Rawnsley quotes some of the unqualified commitments, given when they were in opposition, by both LibDem and Conservative spokespersons to the scrapping of control orders — indefinite virtual house arrest for terrost suspects without charge, trial or conviction, based on allegations often not disclosed to those subjected to them — and to the scrapping also of the rule that allows suspects to be detained for as long as 28 days without being charged with any offence. He continues:
The assumption was that the coalition would do this after it appointed Lord Macdonald. But here’s the rub. The review may be associated with him, but it has actually been conducted by the Office for Security and Counter-Terrorism, a unit based in the Home Office staffed by active or former members of the security services. The head of MI5, Jonathan Evans, wants to keep control orders. He used a speech last month to lobby publicly for the governing parties to break their promises to the voters. One senior figure with a ringside seat for this battle remarks: ‘This is what they always do. When Jonathan Evans eyeballs the prime minister and says, ‘I can’t guarantee that the public will be safe from terrorism if you don’t give me this’, it is hard for the prime minister to stand up to that.”
When Theresa May, the home secretary, went to see the prime minister and Nick Clegg to warn them that a serious and difficult dilemma was looming, David Cameron (according to Rawnsley, who won’t have written this without an impeccable source) said:
“We are heading for a fucking car crash.”

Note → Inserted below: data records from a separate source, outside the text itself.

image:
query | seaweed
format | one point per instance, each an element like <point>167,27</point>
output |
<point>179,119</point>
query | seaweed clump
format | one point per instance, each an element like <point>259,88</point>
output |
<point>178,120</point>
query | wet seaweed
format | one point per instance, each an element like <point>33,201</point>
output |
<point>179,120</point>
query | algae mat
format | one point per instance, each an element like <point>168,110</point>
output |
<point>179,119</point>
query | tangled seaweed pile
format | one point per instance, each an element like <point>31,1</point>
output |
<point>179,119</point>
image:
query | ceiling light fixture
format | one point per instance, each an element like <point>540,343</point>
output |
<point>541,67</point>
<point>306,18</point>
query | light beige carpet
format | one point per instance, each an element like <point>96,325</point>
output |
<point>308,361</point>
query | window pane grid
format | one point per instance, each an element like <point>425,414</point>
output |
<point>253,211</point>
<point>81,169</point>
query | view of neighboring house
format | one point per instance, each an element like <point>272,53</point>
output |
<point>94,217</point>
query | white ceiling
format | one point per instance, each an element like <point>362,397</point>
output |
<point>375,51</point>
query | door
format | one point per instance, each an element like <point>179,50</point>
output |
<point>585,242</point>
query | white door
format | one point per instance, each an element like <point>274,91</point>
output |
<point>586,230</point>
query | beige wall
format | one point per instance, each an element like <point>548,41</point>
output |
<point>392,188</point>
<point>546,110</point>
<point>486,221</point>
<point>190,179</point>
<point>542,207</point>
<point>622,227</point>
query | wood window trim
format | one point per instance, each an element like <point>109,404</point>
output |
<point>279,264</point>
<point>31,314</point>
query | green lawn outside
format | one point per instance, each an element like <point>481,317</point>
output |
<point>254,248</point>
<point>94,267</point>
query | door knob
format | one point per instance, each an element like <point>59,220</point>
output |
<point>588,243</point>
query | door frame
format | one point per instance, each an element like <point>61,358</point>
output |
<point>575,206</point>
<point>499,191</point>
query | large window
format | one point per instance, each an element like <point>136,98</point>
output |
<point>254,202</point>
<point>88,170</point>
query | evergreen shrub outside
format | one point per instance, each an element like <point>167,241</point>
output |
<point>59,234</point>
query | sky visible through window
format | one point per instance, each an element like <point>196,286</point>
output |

It will indeed require a strong ‘political nerve’, as Peter Lodder called it, for Tory and LibDem ministers to do what they know to be right and what they have publicly promised to do, in the face of dire warnings from the head of the Security Service, the Daily Telegraph (house organ of the Conservative Party) and the Daily Mail, together with the reactionary Murdoch press and television and the cave-dwellers of the far right of the Conservative party, that the abolition of control orders and 28-day detention without charge will expose the country to undreamed-of danger from terrorism. The same ignorant pressures will be brought to bear on ministers not to abolish IPPs for fear of a wave of violent crime if 6,000 or so ‘criminals’ are freed to ‘roam the streets’, reoffending at will. But how can Nick Clegg and the other LibDem coalition ministers remain in a government that surrenders to such illiberal pressures after the clear and unambiguous promises they have given? To quote Andrew Rawnsley again:
There is a route out of [ministers’] dilemma. That is to stick to their promises, scrap control orders, charge those suspected of terrorism in open court and lift the ban on the use of intercept evidence to give prosecutions a better chance of success. To resistant members of the security agencies, the prime minister should say, and will have the support of many professionals in saying it, that they ought to concentrate on the intelligence-led approach to countering terrorism which has proved to be the most effective method of stopping bombers.
To do otherwise would be to betray their promises and the belief in liberty which is supposed to be the animating and binding value of the coalition. If they cannot hold true to their pledges on such fundamentals as justice and human rights, it will be hard to resist the conclusion that they can’t be trusted with anything.
Amen to that. If ever there is to be a test of LibDem willingness to uphold their liberal principles, quite possibly at the price of withdrawing from the coalition, this will be it. Expect an attempt at fudge over control orders, 28-day detention and IPPs, and perhaps other blots on our system of justice. Will the LibDems go along with a fudge? We shall soon see.